MODELING MULTIPLE VEHICLE OCCUPANT INJURY SEVERITY:

A COPULA-BASED MULTIVARIATE APPROACH

Naveen Eluru

The University of Texas at Austin

Dept of Civil, Architectural & Environmental Engineering

1 University Station C1761, Austin TX 78712-0278

Phone: 512-471-4535, Fax: 512-475-8744

E-mail:

Rajesh Paleti

The University of Texas at Austin

Dept of Civil, Architectural & Environmental Engineering

1 University Station C1761, Austin TX 78712-0278

Phone: 512-471-4535, Fax: 512-475-8744

E-mail:

Ram M. Pendyala

Arizona State University

School of Sustainable Engineering and the Built Environment

Room ECG252, Tempe, AZ 85287-5306

Tel: (480) 727-9164; Fax: (480) 965-0557

Email:

Chandra R. Bhat (corresponding author)

The University of Texas at Austin

Dept of Civil, Architectural & Environmental Engineering

1 University Station C1761, Austin TX 78712-0278

Phone: 512-471-4535, Fax: 512-475-8744

E-mail:

July 2009

Revised November 2009

Eluru, Paleti, Pendyala, and Bhat

ABSTRACT

Previous research in crash injury severity analysis has largely focused on level of injury severity sustained by the driver of the vehicle or the most severely injured occupant of the vehicle. While such studies are undoubtedly useful, they do not provide a comprehensive picture of the injury profile of all vehicular occupants in crash-involved vehicles. This limits the ability to devise safety measures that enhance the safety and reduce the injury severity associated with all vehicular occupants. Moreover, such studies ignore the possible presence of correlated unobserved factors that may simultaneously influence and impact the injury severity levels of multiple occupants in the vehicle. This paper aims to fill this gap by presenting a simultaneous model of injury severity that can be applied to crashes involving any number of occupants. A copula-based methodology, that can be effectively used to estimate such complex model systems, is presented and applied to a data set of crashes drawn from the 2007 General Estimates System (GES) in the United States. The model estimation results provide strong evidence of the presence of correlated unobserved factors that affect injury severity levels among vehicle occupants. The correlation exhibits heterogeneity across vehicle types with greater level of inter-occupant dependency in heavier sport utility vehicles and pickup trucks. The study also sheds light on how numerous exogenous factors including occupant characteristics, vehicle characteristics, environmental factors, roadway attributes, and crash characteristics affect injury severity levels of occupants in different seat positions. The findings confirm that rear seat passengers are less vulnerable to severe injuries than front row passengers pointing to the need to enhance vehicular design features that promote front row occupant safety.
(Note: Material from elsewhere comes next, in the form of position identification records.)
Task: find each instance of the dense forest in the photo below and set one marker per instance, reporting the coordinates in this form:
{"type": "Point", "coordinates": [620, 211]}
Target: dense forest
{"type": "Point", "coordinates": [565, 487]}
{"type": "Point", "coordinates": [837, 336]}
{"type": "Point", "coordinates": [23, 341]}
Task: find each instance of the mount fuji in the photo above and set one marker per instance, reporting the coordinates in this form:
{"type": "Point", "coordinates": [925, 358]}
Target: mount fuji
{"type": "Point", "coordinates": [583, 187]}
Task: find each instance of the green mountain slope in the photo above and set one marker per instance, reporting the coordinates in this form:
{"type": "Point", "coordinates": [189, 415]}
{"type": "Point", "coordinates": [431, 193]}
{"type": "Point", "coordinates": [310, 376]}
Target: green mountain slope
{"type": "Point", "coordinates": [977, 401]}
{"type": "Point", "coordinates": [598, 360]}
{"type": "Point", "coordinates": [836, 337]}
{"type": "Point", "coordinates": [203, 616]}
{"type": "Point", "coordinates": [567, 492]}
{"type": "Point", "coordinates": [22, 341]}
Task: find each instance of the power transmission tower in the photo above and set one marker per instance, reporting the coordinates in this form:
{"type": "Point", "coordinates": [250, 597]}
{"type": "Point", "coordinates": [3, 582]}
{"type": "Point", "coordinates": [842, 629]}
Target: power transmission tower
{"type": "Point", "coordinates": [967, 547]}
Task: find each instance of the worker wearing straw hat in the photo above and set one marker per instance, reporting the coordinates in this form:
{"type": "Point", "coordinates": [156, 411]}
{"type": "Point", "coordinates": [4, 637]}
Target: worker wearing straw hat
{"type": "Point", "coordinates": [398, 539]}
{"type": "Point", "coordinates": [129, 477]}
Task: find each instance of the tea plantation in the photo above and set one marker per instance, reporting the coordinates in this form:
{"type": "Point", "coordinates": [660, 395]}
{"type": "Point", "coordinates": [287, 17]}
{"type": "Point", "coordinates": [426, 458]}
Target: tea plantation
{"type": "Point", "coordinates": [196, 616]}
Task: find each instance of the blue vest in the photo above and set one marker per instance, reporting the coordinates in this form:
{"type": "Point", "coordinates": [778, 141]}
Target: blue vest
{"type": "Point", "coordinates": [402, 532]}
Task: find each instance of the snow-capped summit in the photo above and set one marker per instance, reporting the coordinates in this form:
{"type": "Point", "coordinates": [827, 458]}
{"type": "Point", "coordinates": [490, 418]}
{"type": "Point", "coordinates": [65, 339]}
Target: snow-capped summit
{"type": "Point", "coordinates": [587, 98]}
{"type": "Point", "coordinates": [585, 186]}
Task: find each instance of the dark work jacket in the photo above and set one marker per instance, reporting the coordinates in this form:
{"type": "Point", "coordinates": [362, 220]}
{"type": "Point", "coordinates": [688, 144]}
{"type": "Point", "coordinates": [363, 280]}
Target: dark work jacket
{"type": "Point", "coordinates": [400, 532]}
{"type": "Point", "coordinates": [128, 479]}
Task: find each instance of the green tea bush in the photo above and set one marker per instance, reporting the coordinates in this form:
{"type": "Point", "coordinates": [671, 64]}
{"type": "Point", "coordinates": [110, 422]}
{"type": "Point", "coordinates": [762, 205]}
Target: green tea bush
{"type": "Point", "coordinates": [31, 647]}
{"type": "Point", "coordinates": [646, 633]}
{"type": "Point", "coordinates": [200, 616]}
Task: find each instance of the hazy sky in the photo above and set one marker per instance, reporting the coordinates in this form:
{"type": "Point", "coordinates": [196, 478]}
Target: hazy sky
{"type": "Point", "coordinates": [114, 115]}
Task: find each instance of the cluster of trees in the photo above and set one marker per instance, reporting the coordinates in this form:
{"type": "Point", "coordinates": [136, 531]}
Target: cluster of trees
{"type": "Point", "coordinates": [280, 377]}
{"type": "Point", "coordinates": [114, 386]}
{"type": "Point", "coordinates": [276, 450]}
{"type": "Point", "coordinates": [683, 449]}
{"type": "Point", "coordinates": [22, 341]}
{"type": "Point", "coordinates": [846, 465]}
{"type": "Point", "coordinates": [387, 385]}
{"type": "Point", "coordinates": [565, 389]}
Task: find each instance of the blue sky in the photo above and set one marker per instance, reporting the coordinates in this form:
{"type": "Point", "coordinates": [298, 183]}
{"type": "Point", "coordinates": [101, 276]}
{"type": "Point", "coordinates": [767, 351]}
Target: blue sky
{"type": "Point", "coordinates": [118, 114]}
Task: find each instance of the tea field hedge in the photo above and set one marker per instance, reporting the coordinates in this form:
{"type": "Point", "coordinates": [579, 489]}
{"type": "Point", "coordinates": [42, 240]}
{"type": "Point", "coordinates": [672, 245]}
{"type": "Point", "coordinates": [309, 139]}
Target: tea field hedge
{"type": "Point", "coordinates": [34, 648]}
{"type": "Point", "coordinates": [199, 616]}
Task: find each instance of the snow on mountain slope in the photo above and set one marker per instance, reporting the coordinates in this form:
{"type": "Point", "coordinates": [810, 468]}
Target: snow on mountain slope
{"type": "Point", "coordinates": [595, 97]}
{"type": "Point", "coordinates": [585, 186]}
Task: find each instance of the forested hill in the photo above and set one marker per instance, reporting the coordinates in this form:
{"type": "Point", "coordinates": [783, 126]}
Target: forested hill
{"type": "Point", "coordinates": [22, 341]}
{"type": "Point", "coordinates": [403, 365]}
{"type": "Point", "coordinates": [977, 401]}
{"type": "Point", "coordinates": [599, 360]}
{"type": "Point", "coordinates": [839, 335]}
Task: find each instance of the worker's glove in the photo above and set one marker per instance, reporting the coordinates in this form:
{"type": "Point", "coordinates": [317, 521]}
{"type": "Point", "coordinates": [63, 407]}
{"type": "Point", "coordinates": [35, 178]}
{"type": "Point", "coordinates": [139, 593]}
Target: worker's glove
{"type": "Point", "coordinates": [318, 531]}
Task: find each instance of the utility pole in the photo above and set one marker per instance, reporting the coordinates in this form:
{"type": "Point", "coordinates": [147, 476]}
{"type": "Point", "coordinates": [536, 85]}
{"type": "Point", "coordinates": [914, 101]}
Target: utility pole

Keywords: statistical methodology, copula-based approach, simultaneous equations model, injury severity modeling, vehicle crash analysis

Eluru, Paleti, Pendyala, and Bhat 2

1.  INTRODUCTION

The Global Status Report on Road Safety published recently by the World Health Organization (1) paints a grim picture of safety statistics on the world’s highways. Using data derived from a 2008 survey of 178 countries around the world, the report notes that nearly 1.3 million people are killed and between 20 and 50 million people get injured every year around the globe in roadway crashes. The estimated cost of highway crashes to governments worldwide is estimated to be 518 billion US dollars. In the United States, about 40,000 fatalities and 2.3 million injuries occur on the nation’s highways every year (2). While the World Health Organization (WHO) notes that enforcement of traffic rules, strict licensing standards, enhanced driver training, and community safety education campaigns would enhance roadway safety, it also identifies the need for a greater understanding of crash causation, injury severity, and risky road user behavior as one of the keys to reducing roadway fatalities and injuries. This paper aims to directly address this need by identifying both observed and unobserved factors that contribute to injury severity of multiple occupants in a vehicle, a topic that hitherto has received little attention in the literature.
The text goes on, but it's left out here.